While Peterson is fine with paying the fees, his main question is a good one: “What percentage of the money does the artist actually see?” If you can find it on BMI’s website let me know – I’ve scoured it and can’t seem to locate any specific language regarding how many dollars artists collect. The website provides lots of details regarding royalty payment dates and information about how BMI calculates royalty payments depending on the tour or event, but there are no hard numbers. Here’s why: “Since the number of BMI-licensed works changes from one quarter to the next, as do the license fees collected by BMI from concert promoters and venues, the royalty rate for your works performed in live pop concerts will also change each quarter.” So still no clear answer.

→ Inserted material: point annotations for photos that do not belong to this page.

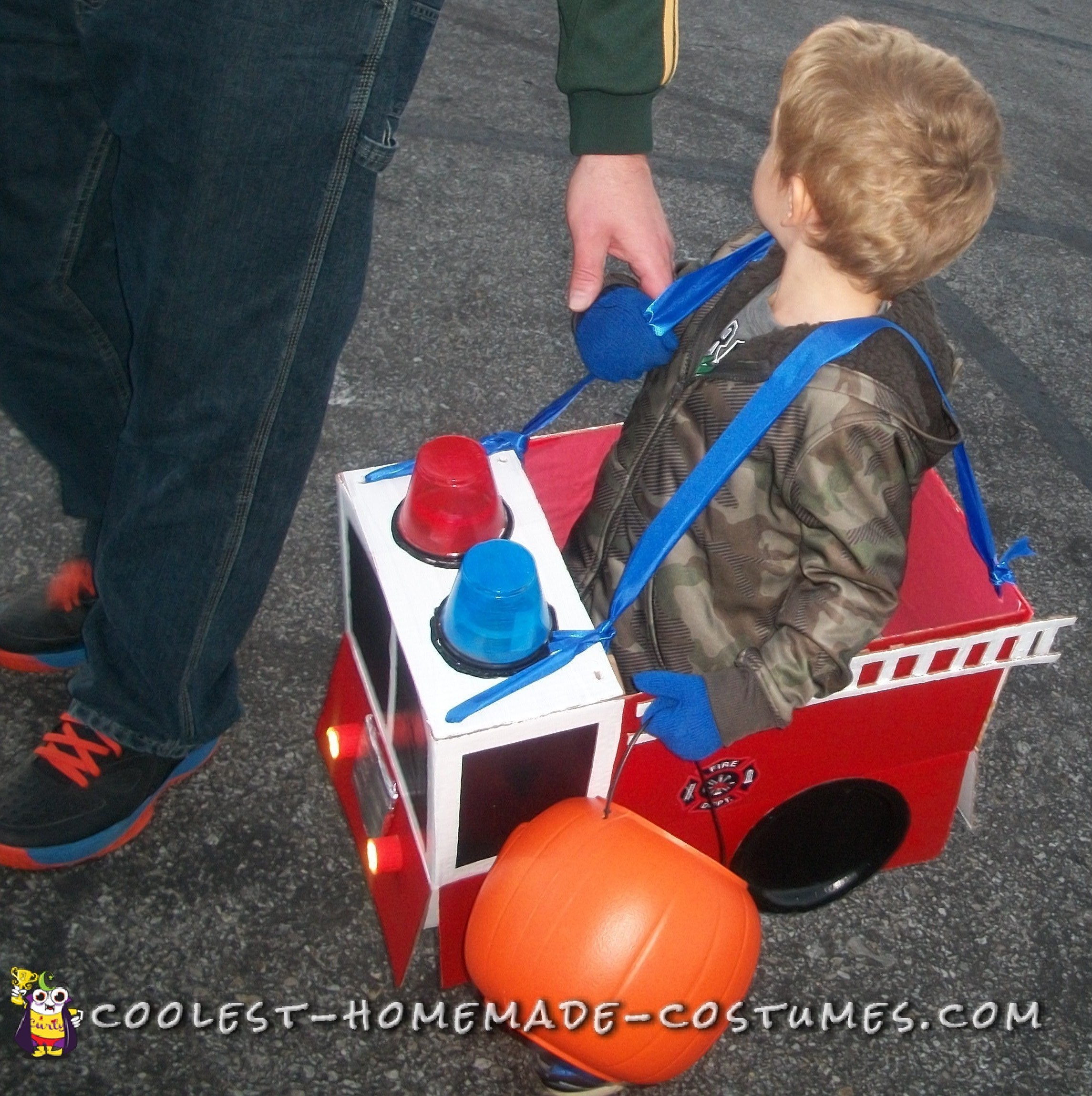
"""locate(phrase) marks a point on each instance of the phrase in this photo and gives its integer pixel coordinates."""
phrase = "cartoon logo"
(50, 1023)
(723, 783)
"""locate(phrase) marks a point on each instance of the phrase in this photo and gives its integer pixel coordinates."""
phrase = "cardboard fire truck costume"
(870, 778)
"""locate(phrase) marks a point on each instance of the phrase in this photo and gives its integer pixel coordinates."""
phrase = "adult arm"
(614, 55)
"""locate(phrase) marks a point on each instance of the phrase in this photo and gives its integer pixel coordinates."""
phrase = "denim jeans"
(185, 224)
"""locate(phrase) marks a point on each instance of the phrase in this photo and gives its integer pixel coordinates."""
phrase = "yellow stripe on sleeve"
(670, 40)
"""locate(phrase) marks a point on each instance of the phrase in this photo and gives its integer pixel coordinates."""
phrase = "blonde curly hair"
(899, 146)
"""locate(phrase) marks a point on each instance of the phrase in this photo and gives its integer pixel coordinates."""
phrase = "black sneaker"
(41, 629)
(559, 1076)
(80, 796)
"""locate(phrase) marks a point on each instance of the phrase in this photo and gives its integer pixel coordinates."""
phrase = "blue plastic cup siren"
(496, 613)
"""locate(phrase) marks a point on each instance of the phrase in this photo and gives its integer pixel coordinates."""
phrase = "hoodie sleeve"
(613, 57)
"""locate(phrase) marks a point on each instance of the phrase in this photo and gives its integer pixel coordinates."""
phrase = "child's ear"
(802, 208)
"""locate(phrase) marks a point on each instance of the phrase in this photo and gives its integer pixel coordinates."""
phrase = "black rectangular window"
(412, 745)
(508, 785)
(371, 620)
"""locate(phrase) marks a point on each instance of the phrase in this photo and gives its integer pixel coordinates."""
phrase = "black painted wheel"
(820, 844)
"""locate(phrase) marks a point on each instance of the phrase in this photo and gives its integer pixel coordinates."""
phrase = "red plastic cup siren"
(452, 503)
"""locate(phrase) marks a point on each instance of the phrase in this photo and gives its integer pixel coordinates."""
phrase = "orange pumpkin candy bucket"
(584, 908)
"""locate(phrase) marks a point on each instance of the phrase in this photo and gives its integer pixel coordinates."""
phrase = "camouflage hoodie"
(796, 563)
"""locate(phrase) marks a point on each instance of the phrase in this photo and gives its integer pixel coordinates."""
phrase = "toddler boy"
(882, 167)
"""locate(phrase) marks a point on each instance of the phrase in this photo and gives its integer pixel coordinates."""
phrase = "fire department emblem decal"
(723, 783)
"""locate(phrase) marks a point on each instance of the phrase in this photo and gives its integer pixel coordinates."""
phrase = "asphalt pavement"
(246, 887)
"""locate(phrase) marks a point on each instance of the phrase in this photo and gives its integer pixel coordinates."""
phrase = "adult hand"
(612, 208)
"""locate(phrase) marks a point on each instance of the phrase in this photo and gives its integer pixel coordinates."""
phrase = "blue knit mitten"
(680, 715)
(614, 337)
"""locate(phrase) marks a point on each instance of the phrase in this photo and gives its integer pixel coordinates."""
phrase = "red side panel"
(456, 900)
(401, 898)
(917, 739)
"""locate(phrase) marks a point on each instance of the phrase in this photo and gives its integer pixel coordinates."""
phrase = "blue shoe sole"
(113, 837)
(54, 662)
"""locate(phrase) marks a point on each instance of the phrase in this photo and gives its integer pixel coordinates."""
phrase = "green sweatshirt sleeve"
(613, 57)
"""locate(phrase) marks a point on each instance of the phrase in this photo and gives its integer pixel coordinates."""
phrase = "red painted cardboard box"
(870, 778)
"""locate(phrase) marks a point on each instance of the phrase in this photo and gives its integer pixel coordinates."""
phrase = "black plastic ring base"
(449, 562)
(467, 666)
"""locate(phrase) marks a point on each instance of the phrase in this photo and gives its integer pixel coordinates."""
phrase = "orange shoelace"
(75, 757)
(69, 584)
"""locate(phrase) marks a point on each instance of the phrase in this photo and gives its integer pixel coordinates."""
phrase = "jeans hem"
(123, 736)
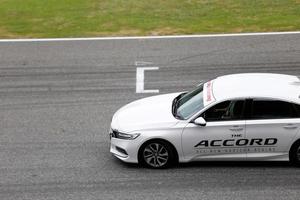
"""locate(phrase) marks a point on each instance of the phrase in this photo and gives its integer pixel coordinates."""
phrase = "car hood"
(147, 113)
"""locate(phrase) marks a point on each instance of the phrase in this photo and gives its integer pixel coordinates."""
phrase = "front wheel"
(156, 154)
(295, 154)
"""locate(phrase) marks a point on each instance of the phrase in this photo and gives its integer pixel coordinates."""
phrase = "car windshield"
(190, 103)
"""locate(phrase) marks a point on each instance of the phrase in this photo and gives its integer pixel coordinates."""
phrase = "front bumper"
(125, 150)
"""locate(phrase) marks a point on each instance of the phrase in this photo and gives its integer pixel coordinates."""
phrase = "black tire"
(295, 154)
(157, 154)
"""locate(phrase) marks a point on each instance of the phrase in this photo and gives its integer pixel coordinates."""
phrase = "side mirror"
(200, 121)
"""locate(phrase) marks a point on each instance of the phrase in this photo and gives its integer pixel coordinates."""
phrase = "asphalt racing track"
(57, 99)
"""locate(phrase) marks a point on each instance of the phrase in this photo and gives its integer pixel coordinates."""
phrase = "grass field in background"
(82, 18)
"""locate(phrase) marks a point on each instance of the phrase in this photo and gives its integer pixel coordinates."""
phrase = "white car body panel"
(153, 119)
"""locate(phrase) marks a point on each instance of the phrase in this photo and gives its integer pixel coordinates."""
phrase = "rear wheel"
(156, 154)
(295, 153)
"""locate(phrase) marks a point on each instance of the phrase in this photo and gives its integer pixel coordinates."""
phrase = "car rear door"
(223, 137)
(270, 129)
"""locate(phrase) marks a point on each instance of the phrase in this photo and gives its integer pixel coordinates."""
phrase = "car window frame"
(249, 108)
(225, 120)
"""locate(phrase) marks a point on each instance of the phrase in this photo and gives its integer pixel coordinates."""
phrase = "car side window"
(227, 110)
(269, 109)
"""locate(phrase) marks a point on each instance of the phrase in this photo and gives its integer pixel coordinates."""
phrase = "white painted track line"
(148, 37)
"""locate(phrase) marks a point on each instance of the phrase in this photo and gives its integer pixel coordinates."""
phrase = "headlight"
(124, 136)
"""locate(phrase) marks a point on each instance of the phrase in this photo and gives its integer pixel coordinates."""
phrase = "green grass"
(82, 18)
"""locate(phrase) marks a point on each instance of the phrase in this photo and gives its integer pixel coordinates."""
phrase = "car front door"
(223, 136)
(271, 128)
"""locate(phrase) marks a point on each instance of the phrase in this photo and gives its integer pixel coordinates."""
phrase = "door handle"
(290, 126)
(236, 128)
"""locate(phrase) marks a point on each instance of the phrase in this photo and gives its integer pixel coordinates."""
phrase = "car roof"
(257, 85)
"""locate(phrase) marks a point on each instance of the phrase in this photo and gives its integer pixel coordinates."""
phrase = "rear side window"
(227, 110)
(268, 109)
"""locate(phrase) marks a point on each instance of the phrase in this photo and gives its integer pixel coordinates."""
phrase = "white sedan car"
(242, 117)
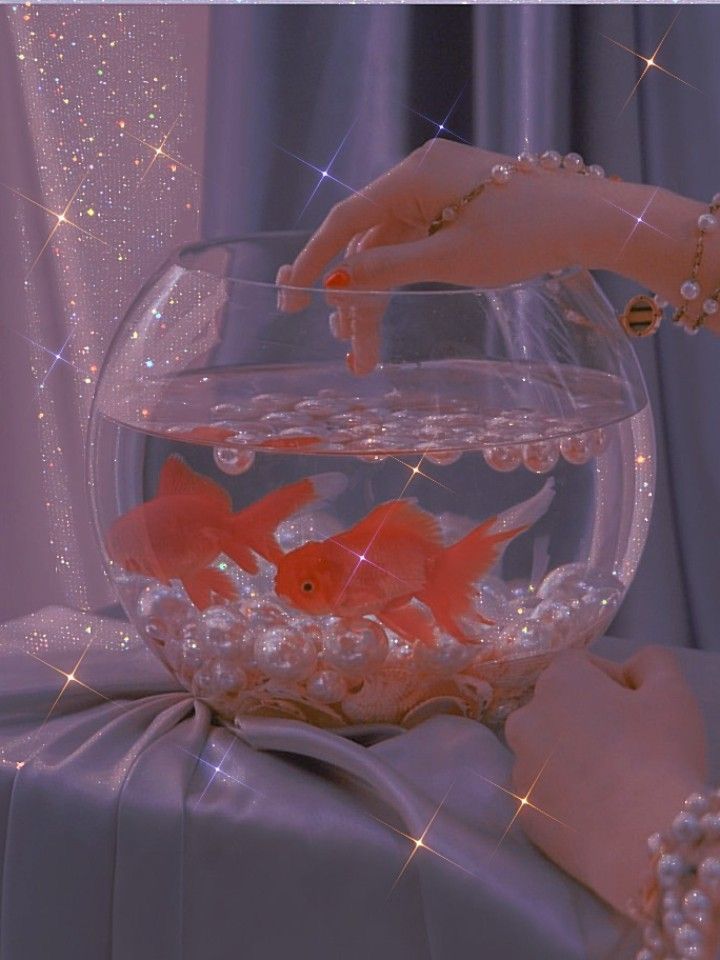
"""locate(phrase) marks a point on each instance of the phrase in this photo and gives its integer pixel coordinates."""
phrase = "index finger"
(355, 214)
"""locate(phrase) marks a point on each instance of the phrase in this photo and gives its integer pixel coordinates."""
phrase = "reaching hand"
(509, 233)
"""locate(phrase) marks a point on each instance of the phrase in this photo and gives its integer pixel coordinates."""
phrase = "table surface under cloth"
(121, 841)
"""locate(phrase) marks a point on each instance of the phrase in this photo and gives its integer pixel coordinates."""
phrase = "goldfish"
(395, 556)
(190, 521)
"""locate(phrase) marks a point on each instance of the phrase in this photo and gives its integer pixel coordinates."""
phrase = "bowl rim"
(199, 246)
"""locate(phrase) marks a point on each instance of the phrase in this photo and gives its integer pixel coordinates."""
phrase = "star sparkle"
(57, 357)
(442, 127)
(159, 150)
(218, 771)
(324, 172)
(61, 219)
(639, 219)
(71, 677)
(524, 802)
(650, 62)
(418, 843)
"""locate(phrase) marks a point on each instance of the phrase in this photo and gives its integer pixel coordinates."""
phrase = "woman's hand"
(509, 233)
(623, 747)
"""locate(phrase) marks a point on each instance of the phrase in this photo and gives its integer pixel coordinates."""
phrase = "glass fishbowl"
(292, 538)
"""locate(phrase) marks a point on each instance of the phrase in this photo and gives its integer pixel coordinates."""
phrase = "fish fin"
(239, 554)
(201, 585)
(408, 621)
(449, 589)
(176, 477)
(401, 518)
(255, 526)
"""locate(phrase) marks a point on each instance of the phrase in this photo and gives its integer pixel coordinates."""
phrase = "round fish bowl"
(294, 539)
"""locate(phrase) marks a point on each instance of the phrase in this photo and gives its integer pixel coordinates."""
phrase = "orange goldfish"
(182, 530)
(396, 553)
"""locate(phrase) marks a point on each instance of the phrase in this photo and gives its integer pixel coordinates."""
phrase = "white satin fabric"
(121, 841)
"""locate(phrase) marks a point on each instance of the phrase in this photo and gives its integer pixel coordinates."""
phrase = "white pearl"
(573, 161)
(709, 877)
(686, 827)
(550, 160)
(526, 160)
(500, 173)
(707, 222)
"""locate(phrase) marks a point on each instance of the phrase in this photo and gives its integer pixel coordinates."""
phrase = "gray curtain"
(295, 80)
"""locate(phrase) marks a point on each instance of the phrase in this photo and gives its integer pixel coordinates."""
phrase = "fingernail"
(337, 279)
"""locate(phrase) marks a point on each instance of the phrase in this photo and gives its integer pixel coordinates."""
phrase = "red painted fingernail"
(338, 279)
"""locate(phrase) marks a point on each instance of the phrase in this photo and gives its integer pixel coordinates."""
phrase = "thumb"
(383, 267)
(651, 663)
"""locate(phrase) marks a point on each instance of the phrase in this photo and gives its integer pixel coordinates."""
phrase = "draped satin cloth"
(120, 838)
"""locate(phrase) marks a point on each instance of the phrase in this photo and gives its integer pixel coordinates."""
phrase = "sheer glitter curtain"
(292, 80)
(81, 88)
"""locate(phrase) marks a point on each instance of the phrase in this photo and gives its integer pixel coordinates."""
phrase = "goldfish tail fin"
(411, 621)
(255, 526)
(176, 477)
(202, 585)
(449, 589)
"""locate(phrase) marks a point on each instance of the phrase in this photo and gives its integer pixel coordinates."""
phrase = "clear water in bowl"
(345, 556)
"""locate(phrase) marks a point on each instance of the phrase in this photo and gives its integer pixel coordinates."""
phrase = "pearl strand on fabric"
(680, 907)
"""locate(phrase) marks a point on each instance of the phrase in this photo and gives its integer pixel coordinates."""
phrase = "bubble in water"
(503, 459)
(355, 645)
(492, 599)
(327, 686)
(598, 441)
(444, 459)
(222, 631)
(540, 457)
(576, 449)
(557, 617)
(165, 603)
(285, 653)
(444, 655)
(218, 678)
(233, 461)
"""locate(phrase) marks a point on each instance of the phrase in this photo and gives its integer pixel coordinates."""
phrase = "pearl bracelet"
(501, 174)
(680, 907)
(643, 313)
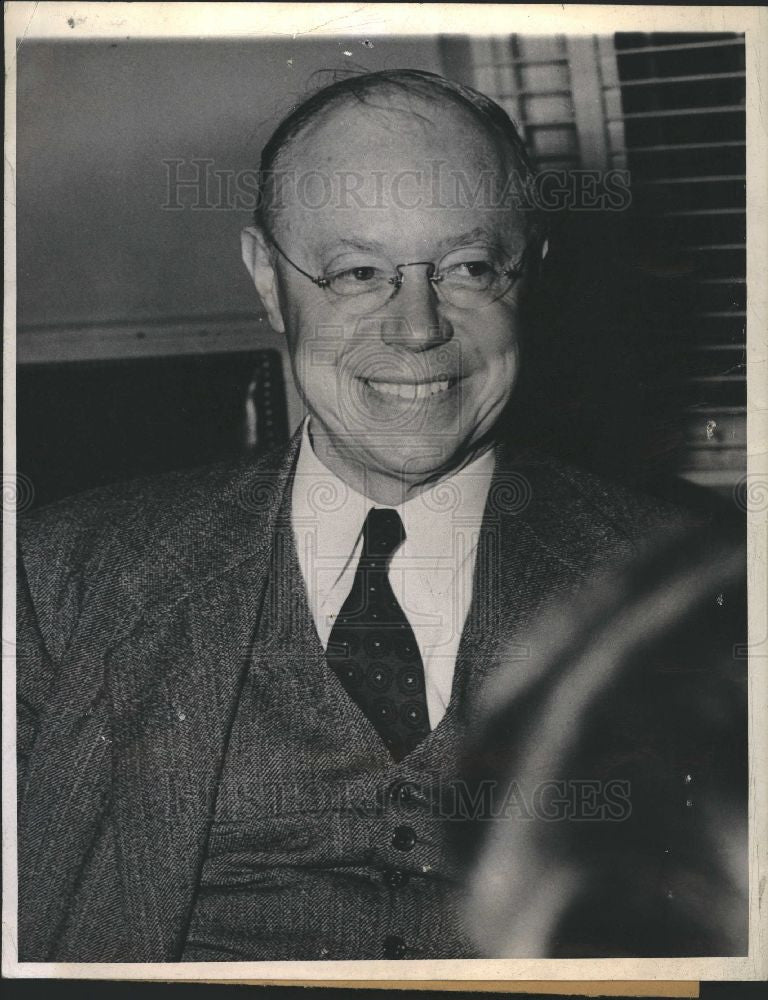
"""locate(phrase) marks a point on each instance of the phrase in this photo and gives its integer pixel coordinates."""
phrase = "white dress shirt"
(430, 574)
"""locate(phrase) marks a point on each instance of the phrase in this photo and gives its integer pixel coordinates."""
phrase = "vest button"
(403, 838)
(396, 879)
(394, 947)
(402, 792)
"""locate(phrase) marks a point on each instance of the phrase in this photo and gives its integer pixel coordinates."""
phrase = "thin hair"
(360, 88)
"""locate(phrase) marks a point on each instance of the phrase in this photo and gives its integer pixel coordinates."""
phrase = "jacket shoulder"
(585, 518)
(124, 546)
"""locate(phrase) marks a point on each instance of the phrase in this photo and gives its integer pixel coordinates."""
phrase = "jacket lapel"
(174, 684)
(518, 570)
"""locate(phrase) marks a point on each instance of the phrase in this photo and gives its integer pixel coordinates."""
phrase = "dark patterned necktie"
(372, 648)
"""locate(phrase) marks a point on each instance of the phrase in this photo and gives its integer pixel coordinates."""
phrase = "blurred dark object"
(82, 425)
(618, 744)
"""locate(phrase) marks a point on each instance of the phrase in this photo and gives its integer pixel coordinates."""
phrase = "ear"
(259, 264)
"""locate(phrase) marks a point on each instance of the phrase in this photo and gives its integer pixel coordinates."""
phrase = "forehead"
(405, 173)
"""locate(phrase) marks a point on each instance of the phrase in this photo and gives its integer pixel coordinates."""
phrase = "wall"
(95, 122)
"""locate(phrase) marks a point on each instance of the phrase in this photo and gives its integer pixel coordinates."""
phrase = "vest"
(321, 847)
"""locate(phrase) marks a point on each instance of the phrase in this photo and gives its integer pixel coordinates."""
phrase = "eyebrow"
(373, 245)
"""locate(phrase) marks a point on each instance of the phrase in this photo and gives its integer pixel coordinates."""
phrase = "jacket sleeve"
(35, 670)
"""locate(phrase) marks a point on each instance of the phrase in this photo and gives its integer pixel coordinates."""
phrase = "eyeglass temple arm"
(319, 281)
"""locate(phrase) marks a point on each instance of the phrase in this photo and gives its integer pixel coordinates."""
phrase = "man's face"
(409, 389)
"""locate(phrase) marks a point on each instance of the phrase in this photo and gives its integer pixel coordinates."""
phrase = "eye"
(366, 273)
(475, 268)
(479, 271)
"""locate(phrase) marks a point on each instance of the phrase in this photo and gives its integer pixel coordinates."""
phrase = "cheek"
(492, 349)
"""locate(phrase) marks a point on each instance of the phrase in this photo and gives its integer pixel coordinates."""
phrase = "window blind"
(669, 108)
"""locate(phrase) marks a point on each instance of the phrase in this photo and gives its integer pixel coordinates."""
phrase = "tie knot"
(383, 532)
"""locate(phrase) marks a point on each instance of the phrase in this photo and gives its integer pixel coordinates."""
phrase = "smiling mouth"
(412, 390)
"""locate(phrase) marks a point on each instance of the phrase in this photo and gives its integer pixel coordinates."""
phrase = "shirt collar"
(333, 512)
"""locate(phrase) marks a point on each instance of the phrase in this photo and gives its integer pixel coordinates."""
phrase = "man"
(241, 688)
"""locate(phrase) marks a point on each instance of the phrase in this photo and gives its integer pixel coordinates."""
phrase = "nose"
(413, 321)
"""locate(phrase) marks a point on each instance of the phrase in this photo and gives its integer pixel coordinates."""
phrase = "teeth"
(411, 390)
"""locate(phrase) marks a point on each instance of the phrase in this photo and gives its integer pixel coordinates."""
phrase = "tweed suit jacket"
(138, 609)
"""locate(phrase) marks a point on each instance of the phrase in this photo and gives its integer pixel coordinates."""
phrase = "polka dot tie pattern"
(372, 648)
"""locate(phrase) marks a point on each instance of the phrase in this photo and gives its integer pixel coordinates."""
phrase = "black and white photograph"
(385, 425)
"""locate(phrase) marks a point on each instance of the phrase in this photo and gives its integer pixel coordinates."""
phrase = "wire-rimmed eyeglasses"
(466, 278)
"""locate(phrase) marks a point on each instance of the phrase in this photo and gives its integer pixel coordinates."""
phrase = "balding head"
(357, 119)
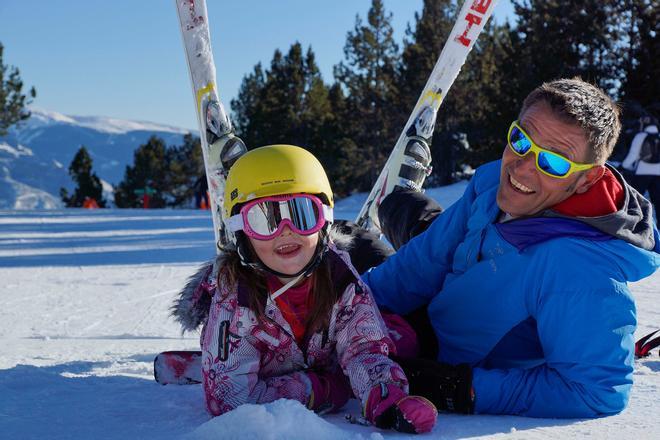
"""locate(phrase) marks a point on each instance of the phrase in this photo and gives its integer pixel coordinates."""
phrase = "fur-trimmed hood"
(191, 308)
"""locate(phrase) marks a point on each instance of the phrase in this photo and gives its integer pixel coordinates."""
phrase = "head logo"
(480, 7)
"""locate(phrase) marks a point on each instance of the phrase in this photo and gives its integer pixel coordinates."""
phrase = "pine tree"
(149, 172)
(642, 65)
(13, 102)
(288, 103)
(88, 185)
(368, 78)
(245, 108)
(185, 166)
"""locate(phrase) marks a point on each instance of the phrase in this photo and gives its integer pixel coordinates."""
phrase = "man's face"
(523, 189)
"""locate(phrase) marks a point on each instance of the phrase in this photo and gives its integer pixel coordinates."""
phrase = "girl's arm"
(363, 345)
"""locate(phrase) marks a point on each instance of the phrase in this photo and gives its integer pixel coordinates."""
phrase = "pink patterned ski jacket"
(250, 361)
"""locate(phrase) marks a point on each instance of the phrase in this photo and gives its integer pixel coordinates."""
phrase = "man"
(524, 278)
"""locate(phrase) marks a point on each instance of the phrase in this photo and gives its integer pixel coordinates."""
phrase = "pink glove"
(330, 391)
(388, 406)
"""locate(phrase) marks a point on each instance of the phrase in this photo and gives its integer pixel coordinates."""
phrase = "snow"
(42, 117)
(84, 299)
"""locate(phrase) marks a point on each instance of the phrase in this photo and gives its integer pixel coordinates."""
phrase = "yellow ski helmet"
(275, 170)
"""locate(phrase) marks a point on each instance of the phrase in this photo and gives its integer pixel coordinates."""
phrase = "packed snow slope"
(84, 298)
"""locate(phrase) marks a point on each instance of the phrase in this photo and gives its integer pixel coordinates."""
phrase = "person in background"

Although some of BMI’s business practices are positive – i.e. ensuring that artists who have songs featured in television or movies get paid – others, such as sending spies into small establishments to slap them with heavy fines, are absurd. What does BMI hope to accomplish by taking down local joint after local joint across America? Can there be some kind of legislation that allows bands to perform songs live but then requires payment for ambient music or jukebox play? If a live artist or band plays a song, is it possible to argue that it’s technically not the original artist’s voice and should therefore be considered “their take” on the song? According to Google, a cover song is defined as “a new performance or recording of a previously recorded, commercially released song by someone other than the original artist or composer.” The key word there is “new” – especially if the cover artist or band rearranges the song to better fit their voice or the band’s sound.
I’m all for paying for music – just ask iTunes and my local record shop. But I hate the idea of neighborhood establishments choosing not to host live music because they don’t want to deal with the BMI hassle. Unfortunately, music licensing issues aren’t going anywhere so to those who own local bars and restaurants: Be careful. The Man will find you and the Man is BMI.